When I first look at it, I was really surprised by the word "multiple" and "simultaneously", it is pretty obvious that they requires developers to be able to do multitasking jobs. Today I would like to dig this topic a little bit.

What does "manage multiple projects simultaneously" exactly mean?
- Working project A for 5 minutes, then working on prjoect B another 5 minutes, and project C for another 5 minutes?
- Or when you are working on project A, then interrupt by project B, you have to suspend the project A, then switch to project B;
- Does it mean the developer has more project working simultaneously, the better for his performance review?
- Does multitasking really improve the productivity? get faster delivery?

This idea is totally wrong
In the last 2 years I read a lot books about agile and software craftsmanship, so I am quite confident to say this is totally wrong, it will only make things worst!

Fist it is against human nature.
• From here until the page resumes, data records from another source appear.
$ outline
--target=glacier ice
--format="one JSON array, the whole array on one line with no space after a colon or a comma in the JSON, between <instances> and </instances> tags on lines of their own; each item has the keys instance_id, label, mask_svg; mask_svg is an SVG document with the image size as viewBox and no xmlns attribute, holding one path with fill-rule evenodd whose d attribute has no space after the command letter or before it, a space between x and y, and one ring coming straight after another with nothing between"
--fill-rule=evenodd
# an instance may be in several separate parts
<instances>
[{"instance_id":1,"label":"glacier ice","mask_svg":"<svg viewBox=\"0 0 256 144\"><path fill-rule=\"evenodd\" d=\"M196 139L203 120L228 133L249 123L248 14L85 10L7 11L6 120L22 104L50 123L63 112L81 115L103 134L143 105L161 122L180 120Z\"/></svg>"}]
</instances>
Human is not machine, he is non-linear, a person can only focus on one thing at a time. Interrupt and context switching is very expensive. The book Pragmatic Thinking & learning and  peopleware cover this topic, and explain why managing focus is so important to maintain a higher productivity. and that is the reason why the Pomodoro technique will force you only focus on one task in each 25 minute session. Managing people's focus is the key of improving his productivity.

Second it is against the agile principles and and other proven theories. The goal of agile is to deliver the product as fast as possible, but the interesting thing is the agile trying to reach this goal by limiting the Working-In-Progress items (WIP).  Scrum is trying to limit WIP in one iteration, WIP is called inventory in Lean, which is a waste and should be limited. Limiting WIP is the key concept of Kanban technology. and in theory of constraints also proved that putting to many task in the queue will only slow down the productivity.The reason is pretty obvious, think about this scenario, if you have 3 projects, each will take one week. If you work sequentially, you will deliver one project after 1 week, 2 projects after 2 weeks, and you will get 3 projects after 3 weeks. But if you work simultaneously, you will get any project done until after 3 weeks, but considering the context switch cost, it will take you longer time to finish all 3 projects. So based on Scrum, or Lean/Kanban, or Theory of Contraints,  working simultaneously will not deliver fast, it will only delay the delivery time.

Third is it is a shift burden to from mangers to developers. Managing backlog is manager's responsibility, but requiring developer multitasking means putting some more backlogs into developers. It might looks better for managers, but actually it is bad, since those extra backlogs are either under working or putting into developer's own backlog. This is actually hide the visibility, which is even harder for manager to track the progress. I can feel that the multitasking is a solution which managers are trying to solve too many backlogs, but it is a bad idea, since it only move the backlog from manager layer to developer layer, which making things even worse; the manager should figure out the root cause and find a true solution to increase the burden down rate or increasing the productivity. I like to call this issue is leaky management issue(copied the idea from leaky abstraction from OO design), because it is supposed to be solved in the management layer, but it leaks to the developer layer.

Based on the above analysis, I can feel multitasking will generate following result:
developer will have low productivity, projects will get more delayed, developer have to work harder and over time; since more projects get delayed, so manger put more projects to developer to work simultaneously, then becomes a positive feedback loop, which will make things even worse...

Summary
I feel very sad for my old colleagues, because they are not treated well;  and I feel sorry for my ex-managers, because they are unaware of the basic principle of agile. To make a developer working efficiently, the only thing is trying to make him to work on one thing only. I strongly suggest QuickPlay to remove multitasking in its job requirements, but removing that from managers minds are much harder.